Proxy

HAproxy = proxy + loadbalancer Nginx = proxy + web server + load balancer squid is a caching and forwarding HTTP web proxy

HaProxy is the best opensource loadbalancer on the market. Varnish is the best opensource static file cacher on the market. Nginx is the best opensource webserver on the market.

(of course this is my and many other peoples opinion)

But generally.. not all queries go through the entire stack..

Everything goes through haproxy and nginx/multiple nginx's. The only difference is you "bolt" on varnish for static requests..

HAproxy is simpler (being just a tcp proxy without an http implementation), which makes it faster and less bug prone. I've had nginx crash on me in a reverse-proxy-load-balancer configuration, but not haproxy. The downside is that you can't route based on information in the http layer, like session cookies or url paths. nginx can also cache requests, which haproxy can't do.

HAProxy is a superior load balancer to nginx. HAProxy can do out-of-band health checks, whereas nginx only knows a backend to be "down" when it serves a 500. Also, HAProxy is a general TCP load balancer, whereas nginx will work only on HTTP traffic.

Others in this thread say that nginx does "complicated tasks" better, but chances are, if you're doing a "complicated task" in your load balancer, you've made a mistake somewhere in your application design.

A forward proxy is a proxy configured to handle requests for a group of clients under the local Administrators control to an unknown or arbitrary group of resources that are outside of their control.
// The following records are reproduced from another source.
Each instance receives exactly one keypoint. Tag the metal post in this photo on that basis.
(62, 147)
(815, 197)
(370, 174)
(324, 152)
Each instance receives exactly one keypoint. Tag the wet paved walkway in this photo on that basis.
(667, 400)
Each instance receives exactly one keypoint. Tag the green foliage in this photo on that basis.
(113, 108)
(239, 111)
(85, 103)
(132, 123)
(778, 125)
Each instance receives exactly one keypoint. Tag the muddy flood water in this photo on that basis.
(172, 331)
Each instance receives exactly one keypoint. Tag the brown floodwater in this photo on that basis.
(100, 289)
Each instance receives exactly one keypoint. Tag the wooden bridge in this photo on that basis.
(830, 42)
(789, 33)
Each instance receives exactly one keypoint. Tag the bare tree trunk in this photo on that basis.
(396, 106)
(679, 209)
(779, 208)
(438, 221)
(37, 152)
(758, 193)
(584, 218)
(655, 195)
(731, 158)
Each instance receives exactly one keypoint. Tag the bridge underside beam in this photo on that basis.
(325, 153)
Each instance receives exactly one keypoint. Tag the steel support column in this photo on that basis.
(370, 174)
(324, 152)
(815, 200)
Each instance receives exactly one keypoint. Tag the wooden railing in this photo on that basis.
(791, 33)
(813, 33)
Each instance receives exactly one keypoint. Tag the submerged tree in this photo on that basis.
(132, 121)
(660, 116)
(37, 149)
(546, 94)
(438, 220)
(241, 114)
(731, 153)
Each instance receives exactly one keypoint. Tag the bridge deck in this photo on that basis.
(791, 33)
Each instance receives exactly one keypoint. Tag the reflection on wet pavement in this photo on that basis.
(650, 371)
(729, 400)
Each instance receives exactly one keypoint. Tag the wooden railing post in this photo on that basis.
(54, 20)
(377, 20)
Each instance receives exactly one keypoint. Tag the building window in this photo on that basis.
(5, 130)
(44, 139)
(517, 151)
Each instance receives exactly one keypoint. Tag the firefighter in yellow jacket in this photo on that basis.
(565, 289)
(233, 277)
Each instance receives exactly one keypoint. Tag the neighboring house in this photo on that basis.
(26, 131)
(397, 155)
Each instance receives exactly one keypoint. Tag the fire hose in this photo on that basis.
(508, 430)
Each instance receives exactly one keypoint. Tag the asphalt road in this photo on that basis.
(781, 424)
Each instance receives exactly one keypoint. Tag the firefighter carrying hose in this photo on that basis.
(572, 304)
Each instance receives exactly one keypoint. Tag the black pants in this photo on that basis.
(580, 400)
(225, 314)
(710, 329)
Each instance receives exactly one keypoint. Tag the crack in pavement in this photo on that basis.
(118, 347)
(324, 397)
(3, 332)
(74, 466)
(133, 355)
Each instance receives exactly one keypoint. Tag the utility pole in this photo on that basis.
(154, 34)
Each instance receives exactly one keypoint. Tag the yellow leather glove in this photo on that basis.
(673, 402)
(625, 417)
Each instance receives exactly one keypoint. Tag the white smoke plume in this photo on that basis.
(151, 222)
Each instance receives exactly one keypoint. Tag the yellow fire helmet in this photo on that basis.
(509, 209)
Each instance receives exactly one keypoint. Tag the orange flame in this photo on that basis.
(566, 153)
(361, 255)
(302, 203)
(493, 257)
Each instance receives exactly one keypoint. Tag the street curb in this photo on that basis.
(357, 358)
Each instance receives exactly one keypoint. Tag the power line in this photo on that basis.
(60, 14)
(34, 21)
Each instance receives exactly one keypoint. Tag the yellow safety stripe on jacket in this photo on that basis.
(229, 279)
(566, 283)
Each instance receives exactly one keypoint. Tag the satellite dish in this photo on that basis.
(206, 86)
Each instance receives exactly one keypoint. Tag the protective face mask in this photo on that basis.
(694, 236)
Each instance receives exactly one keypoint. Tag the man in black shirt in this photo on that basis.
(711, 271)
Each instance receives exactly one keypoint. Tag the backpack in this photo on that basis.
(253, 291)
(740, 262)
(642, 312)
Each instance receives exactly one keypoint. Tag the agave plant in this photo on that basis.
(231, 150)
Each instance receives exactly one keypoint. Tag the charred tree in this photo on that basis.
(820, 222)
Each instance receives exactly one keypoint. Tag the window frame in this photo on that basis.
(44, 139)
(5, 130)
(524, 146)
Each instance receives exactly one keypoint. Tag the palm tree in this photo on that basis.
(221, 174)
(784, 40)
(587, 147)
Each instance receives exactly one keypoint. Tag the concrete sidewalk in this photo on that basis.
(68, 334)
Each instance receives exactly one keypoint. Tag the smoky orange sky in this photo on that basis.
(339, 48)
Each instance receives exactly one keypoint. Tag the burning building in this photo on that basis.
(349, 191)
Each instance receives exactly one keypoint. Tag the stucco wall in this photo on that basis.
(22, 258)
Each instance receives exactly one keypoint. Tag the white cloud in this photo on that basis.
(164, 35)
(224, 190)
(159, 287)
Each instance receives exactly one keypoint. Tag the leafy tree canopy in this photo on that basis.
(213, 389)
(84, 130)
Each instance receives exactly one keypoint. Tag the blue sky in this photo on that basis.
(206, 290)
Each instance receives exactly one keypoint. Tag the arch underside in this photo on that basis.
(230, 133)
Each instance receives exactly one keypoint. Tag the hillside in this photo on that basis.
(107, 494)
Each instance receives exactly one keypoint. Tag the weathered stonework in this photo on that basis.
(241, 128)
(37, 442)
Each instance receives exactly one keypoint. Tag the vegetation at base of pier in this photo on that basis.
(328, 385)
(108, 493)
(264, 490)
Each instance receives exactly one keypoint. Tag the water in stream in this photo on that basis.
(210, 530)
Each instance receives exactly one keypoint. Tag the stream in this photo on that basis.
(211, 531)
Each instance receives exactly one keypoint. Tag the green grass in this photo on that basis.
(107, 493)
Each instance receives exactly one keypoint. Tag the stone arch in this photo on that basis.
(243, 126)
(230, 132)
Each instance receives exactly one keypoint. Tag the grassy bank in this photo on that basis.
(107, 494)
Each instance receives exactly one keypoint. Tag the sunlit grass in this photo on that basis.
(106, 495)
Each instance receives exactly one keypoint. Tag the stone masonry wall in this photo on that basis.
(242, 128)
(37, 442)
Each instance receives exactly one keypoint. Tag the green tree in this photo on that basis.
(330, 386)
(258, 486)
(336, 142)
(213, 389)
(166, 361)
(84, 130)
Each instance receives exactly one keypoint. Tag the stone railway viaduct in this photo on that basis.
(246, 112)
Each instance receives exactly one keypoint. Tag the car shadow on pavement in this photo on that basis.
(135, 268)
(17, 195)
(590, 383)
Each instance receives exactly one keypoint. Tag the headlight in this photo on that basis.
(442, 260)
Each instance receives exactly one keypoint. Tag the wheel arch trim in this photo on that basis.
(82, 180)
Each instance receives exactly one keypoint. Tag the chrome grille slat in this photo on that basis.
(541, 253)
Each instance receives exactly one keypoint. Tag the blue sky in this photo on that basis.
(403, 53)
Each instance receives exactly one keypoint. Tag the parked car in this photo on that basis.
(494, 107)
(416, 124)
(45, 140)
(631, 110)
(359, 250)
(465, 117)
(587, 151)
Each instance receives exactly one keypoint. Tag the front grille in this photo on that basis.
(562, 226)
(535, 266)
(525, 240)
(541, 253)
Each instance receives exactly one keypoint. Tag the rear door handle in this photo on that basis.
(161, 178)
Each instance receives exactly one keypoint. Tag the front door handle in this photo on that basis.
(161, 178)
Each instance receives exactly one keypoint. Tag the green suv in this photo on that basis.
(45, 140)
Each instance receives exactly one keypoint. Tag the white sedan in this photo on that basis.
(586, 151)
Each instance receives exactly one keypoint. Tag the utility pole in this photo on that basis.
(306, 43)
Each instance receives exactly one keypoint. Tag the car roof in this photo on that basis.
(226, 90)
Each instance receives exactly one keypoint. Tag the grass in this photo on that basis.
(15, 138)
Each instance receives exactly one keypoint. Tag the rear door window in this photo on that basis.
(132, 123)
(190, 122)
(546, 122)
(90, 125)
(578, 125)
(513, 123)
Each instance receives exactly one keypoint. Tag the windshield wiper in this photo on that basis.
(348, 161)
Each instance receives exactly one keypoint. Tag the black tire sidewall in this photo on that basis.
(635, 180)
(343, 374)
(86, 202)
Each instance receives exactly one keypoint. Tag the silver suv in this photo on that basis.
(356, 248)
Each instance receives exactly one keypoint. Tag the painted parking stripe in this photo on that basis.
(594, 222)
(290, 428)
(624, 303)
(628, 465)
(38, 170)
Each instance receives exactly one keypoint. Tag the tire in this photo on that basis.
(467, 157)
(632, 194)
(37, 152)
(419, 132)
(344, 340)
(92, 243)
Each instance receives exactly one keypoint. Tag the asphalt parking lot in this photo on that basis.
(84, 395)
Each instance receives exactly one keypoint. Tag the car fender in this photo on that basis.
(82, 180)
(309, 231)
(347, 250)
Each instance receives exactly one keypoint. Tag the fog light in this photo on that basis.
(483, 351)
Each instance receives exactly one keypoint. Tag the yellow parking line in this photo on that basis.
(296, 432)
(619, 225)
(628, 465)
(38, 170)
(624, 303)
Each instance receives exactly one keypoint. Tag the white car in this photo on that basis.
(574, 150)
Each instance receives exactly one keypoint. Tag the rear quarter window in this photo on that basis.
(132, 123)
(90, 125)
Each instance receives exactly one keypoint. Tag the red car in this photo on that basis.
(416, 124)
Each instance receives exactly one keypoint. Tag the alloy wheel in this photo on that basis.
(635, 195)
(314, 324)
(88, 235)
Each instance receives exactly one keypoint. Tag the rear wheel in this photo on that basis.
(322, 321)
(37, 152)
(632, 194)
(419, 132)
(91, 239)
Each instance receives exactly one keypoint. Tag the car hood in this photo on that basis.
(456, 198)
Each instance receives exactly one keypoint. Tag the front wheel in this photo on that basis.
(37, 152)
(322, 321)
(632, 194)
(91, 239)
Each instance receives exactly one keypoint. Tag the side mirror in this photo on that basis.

Usually the word “forward” is dropped and it is referred to simply as a proxy, this is the case in Microsoft’s topology. A good example is a web proxy appliance which accepts web traffic requests from client machines in the local network and proxies them to servers on the internet. The purpose of a forward proxy is to manage traffic to the client systems

A reverse proxy is a proxy configured to handle requests from a group of remote or arbitrary clients to a group of known resources under the control of the local Administrator. An example of this is a load balancer (a.k.a. application delivery controller) that provides application high availability and optimization to workloads like as Microsoft Skype, Exchange and SharePoint. The purpose of a reverse proxy is to manage the server systems.